The AU panel indicated not only that Habre must be tried, and could indeed be tried in several African venues, whether Chad, Senegal, an ad hoc tribunal, or any other African nation that has ratified the CAT, but also indicated that Senegal would be the most suitable location for a trial. Further, contrary to the finding of the earlier Senegalese ruling that courts of that nation did not have competence to even rule on the extradition request, the AU experts found that Senegal not only had jurisdiction over the case, but an obligation to act in accord with its duties under the CAT.

The AU panel's contradiction of the Senegalese judge regarding competence might seem like a technicality, but it highlights a potentially serious problem. Senegalese courts may be the most appropriate venue to try Habre, but they have evinced a distinct aversion to doing so. The evasion by the judge in 2005 was only the latest example. A case had previously been brought in Senegal against Habre through the exercise of universal jurisdiction, in 2000. Habre was placed under house arrest, and the case proceeded, briefly.

However, following apparent interference by politicians, the country's highest court ruled in 2001 that Senegalese courts could not hear a case involving crimes outside the country, and the Senegalese President even suggested that Habre could be sent to any country, such as Belgium, interested in trying him. While it is to be hoped that Senegalese courts are now more immune to political pressure, and interested in implementing the country's obligations under the CAT, the 2005 judicial decision on competence suggests the opposite.

It remains to be seen whether Senegal will now fulfill its obligations under the CAT, as articulated by the Committee Against Torture and the AU Panel.

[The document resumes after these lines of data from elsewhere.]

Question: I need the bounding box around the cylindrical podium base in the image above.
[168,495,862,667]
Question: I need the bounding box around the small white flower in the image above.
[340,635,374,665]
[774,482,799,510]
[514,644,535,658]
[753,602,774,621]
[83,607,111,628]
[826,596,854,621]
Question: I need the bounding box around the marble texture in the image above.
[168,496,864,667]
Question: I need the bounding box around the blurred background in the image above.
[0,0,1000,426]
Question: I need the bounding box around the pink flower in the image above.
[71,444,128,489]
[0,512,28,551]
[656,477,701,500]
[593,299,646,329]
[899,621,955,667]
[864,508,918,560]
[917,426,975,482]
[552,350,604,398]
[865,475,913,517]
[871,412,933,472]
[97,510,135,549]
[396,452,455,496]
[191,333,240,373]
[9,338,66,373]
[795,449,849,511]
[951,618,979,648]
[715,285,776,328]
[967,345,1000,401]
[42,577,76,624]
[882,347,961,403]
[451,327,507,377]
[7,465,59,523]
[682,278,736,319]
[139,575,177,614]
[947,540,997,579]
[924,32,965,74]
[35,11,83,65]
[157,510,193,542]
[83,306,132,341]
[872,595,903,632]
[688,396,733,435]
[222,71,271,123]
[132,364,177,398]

President Wade's announcement holds out the promise of a trial in Senegal, perhaps through the creation of a special court in the country with wider African jurisdiction, and in collaboration with Chadian authorities. If that promise is fulfilled, then the idea of an African solution might at long last be vindicated, but if not, one can only hope that one of the other venues identified by the AU Panel will be utilized. However, Senegal has avoided trying Habre for over 15 years, so some skepticism may be warranted. If no steps are taken, and no African solution emerges, allegations of neocolonialism should not deter considerations of trying Habre elsewhere in the world.

Of course, there is potentially a more positive interpretation of these
events: that the recommendation and President Wade's announcement constitute a real break with the past on a continent where countries routinely elevate sovereignty above examination of internal abuses. If so, then the AU decision itself is a sort of African solution to an endemic African problem: impunity of sitting and former leaders.

Professor Chandra Lekha Sriram is Chair in Human Rights and Director of the Centre on Human Rights in Conflict at the University of East London School of Law, and is currently conducting research in Sudan on that country's Comprehensive Peace Agreement.